ECLI:NL:PHR:2012:BY6136
Parket bij de Hoge Raad
- Rechtspraak.nl
Formele rechtskracht van intrekking naturalisatie en vaststelling Nederlanderschap
In deze zaak staat de vraag centraal of de formele rechtskracht van een besluit tot intrekking van naturalisatie in de weg staat aan de vaststelling van het Nederlanderschap op basis van artikel 17 van de Rijkswet op het Nederlanderschap (RWN). Verzoeker, geboren in Ghana, had in 2001 een verzoek tot naturalisatie ingediend en kreeg in 2002 de Nederlandse nationaliteit. In 2006 werd hij door de Immigratie- en Naturalisatiedienst (IND) geïnformeerd over het voornemen tot intrekking van zijn naturalisatie, omdat hij niet had aangetoond afstand te hebben gedaan van zijn Ghanese nationaliteit. In 2007 werd het Koninklijk Besluit tot naturalisatie ingetrokken.

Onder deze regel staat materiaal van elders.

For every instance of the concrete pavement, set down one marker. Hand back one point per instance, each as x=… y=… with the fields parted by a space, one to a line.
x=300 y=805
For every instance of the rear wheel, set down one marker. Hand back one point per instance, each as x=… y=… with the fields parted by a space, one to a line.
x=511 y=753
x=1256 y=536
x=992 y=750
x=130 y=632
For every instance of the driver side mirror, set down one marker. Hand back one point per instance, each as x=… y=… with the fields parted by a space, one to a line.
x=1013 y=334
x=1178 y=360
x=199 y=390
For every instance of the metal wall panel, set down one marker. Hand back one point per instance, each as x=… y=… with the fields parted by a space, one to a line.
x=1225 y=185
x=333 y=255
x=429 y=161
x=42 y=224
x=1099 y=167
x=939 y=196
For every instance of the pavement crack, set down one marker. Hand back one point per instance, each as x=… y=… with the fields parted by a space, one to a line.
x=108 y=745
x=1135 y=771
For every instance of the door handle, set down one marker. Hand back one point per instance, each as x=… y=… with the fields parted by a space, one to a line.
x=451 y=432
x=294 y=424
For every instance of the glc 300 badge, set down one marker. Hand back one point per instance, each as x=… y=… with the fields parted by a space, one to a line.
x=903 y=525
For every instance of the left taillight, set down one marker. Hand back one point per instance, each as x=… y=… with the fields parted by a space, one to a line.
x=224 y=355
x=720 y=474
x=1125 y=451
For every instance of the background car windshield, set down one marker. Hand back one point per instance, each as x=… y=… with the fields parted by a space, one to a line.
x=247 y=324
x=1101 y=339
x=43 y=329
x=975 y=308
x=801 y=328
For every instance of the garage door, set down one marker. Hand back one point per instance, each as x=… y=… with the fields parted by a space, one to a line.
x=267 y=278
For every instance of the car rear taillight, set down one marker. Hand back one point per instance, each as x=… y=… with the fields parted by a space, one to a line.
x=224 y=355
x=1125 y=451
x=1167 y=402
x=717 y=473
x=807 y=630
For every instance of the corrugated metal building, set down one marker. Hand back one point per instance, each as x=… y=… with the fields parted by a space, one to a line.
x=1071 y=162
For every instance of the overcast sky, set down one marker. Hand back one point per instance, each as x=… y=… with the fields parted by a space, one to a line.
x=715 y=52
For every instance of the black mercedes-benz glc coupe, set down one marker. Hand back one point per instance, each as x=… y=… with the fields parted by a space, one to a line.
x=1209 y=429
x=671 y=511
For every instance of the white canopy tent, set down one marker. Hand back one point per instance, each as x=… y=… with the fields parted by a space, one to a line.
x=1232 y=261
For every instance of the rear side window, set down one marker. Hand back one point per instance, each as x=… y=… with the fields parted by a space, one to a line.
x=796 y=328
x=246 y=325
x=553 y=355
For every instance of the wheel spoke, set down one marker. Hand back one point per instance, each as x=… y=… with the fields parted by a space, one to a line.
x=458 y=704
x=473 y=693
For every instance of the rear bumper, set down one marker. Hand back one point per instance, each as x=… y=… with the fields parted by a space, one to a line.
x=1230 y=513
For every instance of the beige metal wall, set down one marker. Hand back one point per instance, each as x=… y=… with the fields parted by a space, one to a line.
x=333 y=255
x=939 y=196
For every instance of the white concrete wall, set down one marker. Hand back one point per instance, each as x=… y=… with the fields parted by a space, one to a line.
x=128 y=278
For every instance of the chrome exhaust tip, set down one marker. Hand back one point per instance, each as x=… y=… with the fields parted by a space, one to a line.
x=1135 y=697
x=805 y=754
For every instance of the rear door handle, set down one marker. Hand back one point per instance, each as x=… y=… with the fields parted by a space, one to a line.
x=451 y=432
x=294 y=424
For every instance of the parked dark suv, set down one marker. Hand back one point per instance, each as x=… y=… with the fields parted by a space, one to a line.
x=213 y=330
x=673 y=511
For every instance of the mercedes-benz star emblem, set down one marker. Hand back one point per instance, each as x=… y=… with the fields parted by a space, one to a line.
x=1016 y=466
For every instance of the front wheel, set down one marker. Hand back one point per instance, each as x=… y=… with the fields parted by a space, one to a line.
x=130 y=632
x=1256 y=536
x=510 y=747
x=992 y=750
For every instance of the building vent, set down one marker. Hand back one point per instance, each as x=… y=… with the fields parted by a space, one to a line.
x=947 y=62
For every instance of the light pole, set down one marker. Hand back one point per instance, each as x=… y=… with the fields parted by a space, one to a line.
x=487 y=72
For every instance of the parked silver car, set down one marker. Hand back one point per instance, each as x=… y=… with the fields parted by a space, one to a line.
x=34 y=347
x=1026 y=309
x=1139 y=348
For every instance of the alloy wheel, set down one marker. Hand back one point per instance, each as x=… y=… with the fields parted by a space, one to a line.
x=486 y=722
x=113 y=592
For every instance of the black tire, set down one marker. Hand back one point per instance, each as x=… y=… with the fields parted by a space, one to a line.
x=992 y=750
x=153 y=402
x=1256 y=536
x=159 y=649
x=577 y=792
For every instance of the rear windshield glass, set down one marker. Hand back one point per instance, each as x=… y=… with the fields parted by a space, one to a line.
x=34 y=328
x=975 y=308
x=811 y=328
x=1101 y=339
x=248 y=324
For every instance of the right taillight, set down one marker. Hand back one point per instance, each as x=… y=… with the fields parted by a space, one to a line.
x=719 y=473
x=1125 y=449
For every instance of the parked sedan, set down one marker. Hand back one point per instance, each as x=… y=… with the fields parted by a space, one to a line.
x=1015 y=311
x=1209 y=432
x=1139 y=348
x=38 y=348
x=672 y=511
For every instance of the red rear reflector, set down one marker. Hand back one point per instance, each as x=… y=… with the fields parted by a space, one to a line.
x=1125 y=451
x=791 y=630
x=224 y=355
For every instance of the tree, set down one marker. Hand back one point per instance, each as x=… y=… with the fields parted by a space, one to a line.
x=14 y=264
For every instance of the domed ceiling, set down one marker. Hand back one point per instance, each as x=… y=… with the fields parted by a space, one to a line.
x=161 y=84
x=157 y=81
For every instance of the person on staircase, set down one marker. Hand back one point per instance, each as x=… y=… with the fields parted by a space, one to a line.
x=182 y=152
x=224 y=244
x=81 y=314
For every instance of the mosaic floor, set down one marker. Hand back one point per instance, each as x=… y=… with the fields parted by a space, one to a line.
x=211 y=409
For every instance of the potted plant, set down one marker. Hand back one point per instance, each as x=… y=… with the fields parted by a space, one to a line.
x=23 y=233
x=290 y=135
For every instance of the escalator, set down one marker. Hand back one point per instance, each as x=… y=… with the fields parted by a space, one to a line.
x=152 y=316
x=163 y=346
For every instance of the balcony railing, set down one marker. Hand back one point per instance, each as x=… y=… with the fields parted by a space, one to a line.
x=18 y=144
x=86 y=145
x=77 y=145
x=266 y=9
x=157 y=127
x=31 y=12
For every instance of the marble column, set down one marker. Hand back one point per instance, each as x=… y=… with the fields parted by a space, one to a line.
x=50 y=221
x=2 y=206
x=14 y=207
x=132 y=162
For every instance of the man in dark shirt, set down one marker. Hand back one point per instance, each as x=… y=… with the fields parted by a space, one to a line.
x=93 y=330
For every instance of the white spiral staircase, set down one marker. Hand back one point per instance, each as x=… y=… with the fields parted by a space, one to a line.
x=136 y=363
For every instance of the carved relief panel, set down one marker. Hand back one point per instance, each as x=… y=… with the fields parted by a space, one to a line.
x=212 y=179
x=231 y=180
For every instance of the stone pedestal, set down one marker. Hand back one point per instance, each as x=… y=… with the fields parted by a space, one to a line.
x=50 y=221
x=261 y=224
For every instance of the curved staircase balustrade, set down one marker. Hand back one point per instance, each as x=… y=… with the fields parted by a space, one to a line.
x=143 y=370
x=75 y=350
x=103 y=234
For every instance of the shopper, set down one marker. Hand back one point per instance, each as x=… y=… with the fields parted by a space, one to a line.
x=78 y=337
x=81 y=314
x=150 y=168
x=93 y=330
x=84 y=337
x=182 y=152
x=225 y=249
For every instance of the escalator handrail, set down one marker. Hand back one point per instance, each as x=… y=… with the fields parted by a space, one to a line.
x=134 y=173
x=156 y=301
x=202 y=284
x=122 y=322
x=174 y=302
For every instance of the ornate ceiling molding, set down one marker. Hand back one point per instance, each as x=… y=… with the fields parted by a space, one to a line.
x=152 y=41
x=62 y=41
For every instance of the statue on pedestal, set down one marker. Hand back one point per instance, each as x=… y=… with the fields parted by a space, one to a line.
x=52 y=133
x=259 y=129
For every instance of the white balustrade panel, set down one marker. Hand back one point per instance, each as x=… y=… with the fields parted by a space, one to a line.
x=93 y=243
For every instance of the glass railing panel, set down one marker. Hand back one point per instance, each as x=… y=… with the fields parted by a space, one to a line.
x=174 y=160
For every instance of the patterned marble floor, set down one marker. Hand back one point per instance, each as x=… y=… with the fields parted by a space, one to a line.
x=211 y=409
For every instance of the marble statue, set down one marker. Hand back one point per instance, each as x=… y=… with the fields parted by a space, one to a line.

Verzoeker startte een bezwaarschriftprocedure tegen deze intrekking, maar zijn bezwaar werd niet-ontvankelijk verklaard wegens termijnoverschrijding. Hij heeft vervolgens beroep ingesteld bij de Rechtbank 's-Gravenhage, die zijn verzoek om vaststelling van het Nederlanderschap afwees op grond van de formele rechtskracht van het intrekkingsbesluit. Verzoeker stelde dat het intrekkingsbesluit krachteloos was en dat hij daarom recht had op vaststelling van zijn Nederlanderschap.
De Hoge Raad oordeelt dat de rechtbank terecht heeft geoordeeld dat de formele rechtskracht van het intrekkingsbesluit in de weg staat aan het verzoek van verzoeker. De rechtbank heeft vastgesteld dat verzoeker niet tijdig heeft gereageerd op het intrekkingsbesluit en dat er geen verschoonbare grond was voor de termijnoverschrijding. De Hoge Raad concludeert dat verzoeker niet opnieuw kan opkomen tegen het intrekkingsbesluit in de procedure op basis van artikel 17 RWN. De conclusie van de Advocaat-Generaal strekt tot verwerping van het beroep.